Consuelo’s house was a three-bedroom stone and stucco rambler on the last street of Milagro Hills, the last subdivision on the outskirts of El Paso, Texas. There was absolutely nothing between the house and White Sands, New Mexico to the north but ninety miles of desert. It was a full thirty-minute commute to the central post area of Ft. Bliss. He had told Bobby McKean the house was too far out before Bobby bought it. However, it was a well-built house with a stone fence and large yard, and Bobby bought it anyway. After moving from post to post, rental to rental, Bobby had been determined his family would own the house they lived in for once in their lives.
This morning Buddy was taking seventeen year-old Bobby Junior on a "rabbit drive." Every so often, the jackrabbit population on the ranges at Ft. Bliss would explode. The solution was a major thinning called a "rabbit drive." Several hundred hunters would form a line and sweep through a range, shotguns in hand, blasting every rabbit in sight. Jackrabbits carried so many diseases, and their meat was so much tougher than that of their smaller white-tailed cousins, no one ever bothered to eat any of the thousands that died. It seemed such a waste. His father had trained him to "hunt what you need to eat, and eat what you hunt." At least a rabbit drive kept his shooting skills sharp. More importantly, this one gave him a good excuse to see Consuelo, "Connie," McKean.  
Connie was the prettiest woman he ever laid eyes on. He had loved her since the first day he saw her, and by then it was already too late, Connie was engaged to his best friend, Bobby McKean Senior. His heart drowned in the wide, dark pools of Connie’s eyes and was lost forever. Connie’s creamy skin, jet back hair and high, angular cheekbones seemed so exotic next to the pale blondes of his Irish Catholic youth. Consuelo Morales was the epitome of Mexican-American beauty. Somehow, Bobby had found her first, and she was his. Six months later, in June of '47, Bobby Jr. was born, a blessed event the timing of which no one on either side of the family ever mentioned.

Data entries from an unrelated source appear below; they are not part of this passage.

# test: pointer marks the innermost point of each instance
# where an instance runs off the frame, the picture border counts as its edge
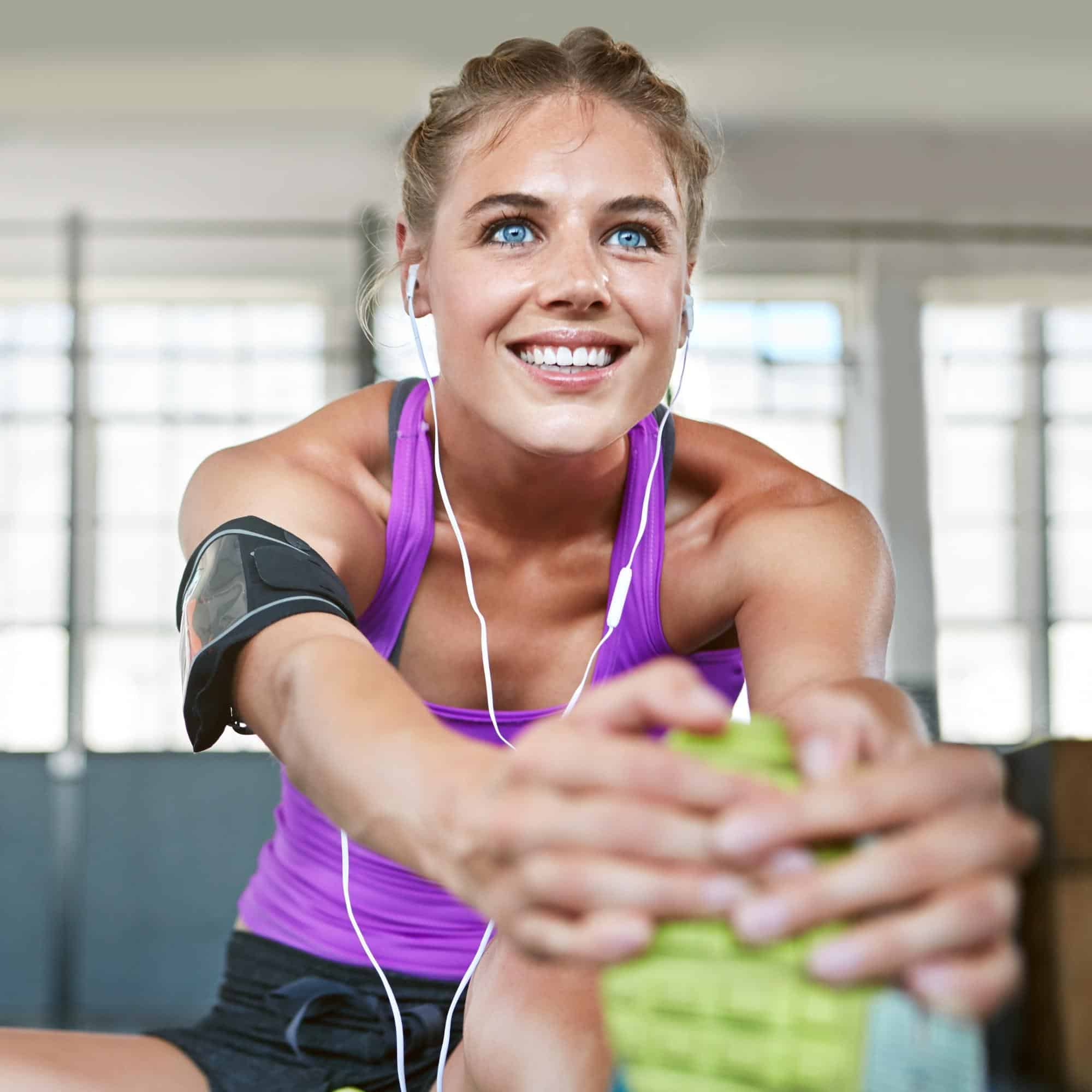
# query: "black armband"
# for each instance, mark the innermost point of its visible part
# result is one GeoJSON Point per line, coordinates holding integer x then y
{"type": "Point", "coordinates": [245, 576]}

Buddy never married. No woman could ever measure up, and Connie was always there in his life. Rather, he was always there in the McKean's life. He and Bobby were childhood schoolmates. They joined the army together, right out of high school in 1945. They took basic training together. They served in the same artillery battery at Ft. Sill, Oklahoma. They made Buck Sergeant together just before the Korean Conflict.
If being a lifelong friend was not enough to make Bobby as close as a brother, Korea made him closer. They shipped out together, assigned as gun chiefs in the same 105MM artillery battery. When a Chinese human wave attack overran their unit, he and Bobby provided the covering fire that allowed their fire teams to retreat in good order with all of their wounded. Both earned Purple Hearts, and Silver Stars for valor. Their citations accurately chronicled the precision of their retreat, each in turn laying down a smothering hail of bullets from a Browning while the other found another position to defend. The part that described "overwhelming odds" was equally accurate. However, they both took exception to the passage that read: "without regard for personal safety." They considered what they did their duty, no more, no less. They certainly did their duty “with regard for their personal safety.”

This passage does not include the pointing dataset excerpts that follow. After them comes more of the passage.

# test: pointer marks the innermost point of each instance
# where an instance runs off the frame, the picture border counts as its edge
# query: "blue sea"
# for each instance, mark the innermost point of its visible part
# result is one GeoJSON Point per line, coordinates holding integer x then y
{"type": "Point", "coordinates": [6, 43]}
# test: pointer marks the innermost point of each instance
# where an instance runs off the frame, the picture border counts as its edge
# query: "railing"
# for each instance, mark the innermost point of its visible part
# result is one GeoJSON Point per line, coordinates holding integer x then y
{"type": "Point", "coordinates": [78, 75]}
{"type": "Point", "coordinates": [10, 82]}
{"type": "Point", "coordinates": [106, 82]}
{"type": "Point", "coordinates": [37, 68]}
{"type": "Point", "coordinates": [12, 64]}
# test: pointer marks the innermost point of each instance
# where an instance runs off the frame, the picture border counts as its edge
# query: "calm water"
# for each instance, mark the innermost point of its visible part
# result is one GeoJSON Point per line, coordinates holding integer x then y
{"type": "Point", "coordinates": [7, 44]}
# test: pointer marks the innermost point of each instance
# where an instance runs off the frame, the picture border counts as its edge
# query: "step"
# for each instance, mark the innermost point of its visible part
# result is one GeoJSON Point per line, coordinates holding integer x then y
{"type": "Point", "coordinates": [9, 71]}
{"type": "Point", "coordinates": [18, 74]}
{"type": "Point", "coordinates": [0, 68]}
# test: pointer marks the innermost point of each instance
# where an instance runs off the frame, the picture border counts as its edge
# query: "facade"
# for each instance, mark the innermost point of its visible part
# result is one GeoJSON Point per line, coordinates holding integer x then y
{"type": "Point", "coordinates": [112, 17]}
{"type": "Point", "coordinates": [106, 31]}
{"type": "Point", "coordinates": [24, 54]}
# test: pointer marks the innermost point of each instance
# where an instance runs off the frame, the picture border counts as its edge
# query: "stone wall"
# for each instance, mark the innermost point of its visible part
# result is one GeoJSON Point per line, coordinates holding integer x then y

The hottest crucible mankind could devise forged his love for Bobby. Ultimately, each gauged a man by one measure: "Would I want him in a foxhole next to me when the bullets begin to fly?" Whether it was battle drill, beer parties, bowling teams or bird hunting, they were inseparable. Connie often remarked that Bobby spent more time with him than Bobby did with her. She did it with a twinkle in her dark eyes and that tone that let him know it was OK, she understood. He was the man who had helped to bring her Bobby home from Korea in one piece.
Bobby’s orders to Vietnam in 1964 created one of the few times he and Bobby ever separated and changed all their lives forever. While accompanying a Colonel Jackson, senior advisor to a Vietnamese artillery battalion, on a routine inspection, Bobby's helicopter received massed VC ground fire and crashed. The door gunner died instantly. The ground fire badly wounded both pilots and they died in the subsequent fire. Rounds ripping through the floor of the helicopter severely wounded the colonel in the legs. Bobby was shaken but unhurt by the crash.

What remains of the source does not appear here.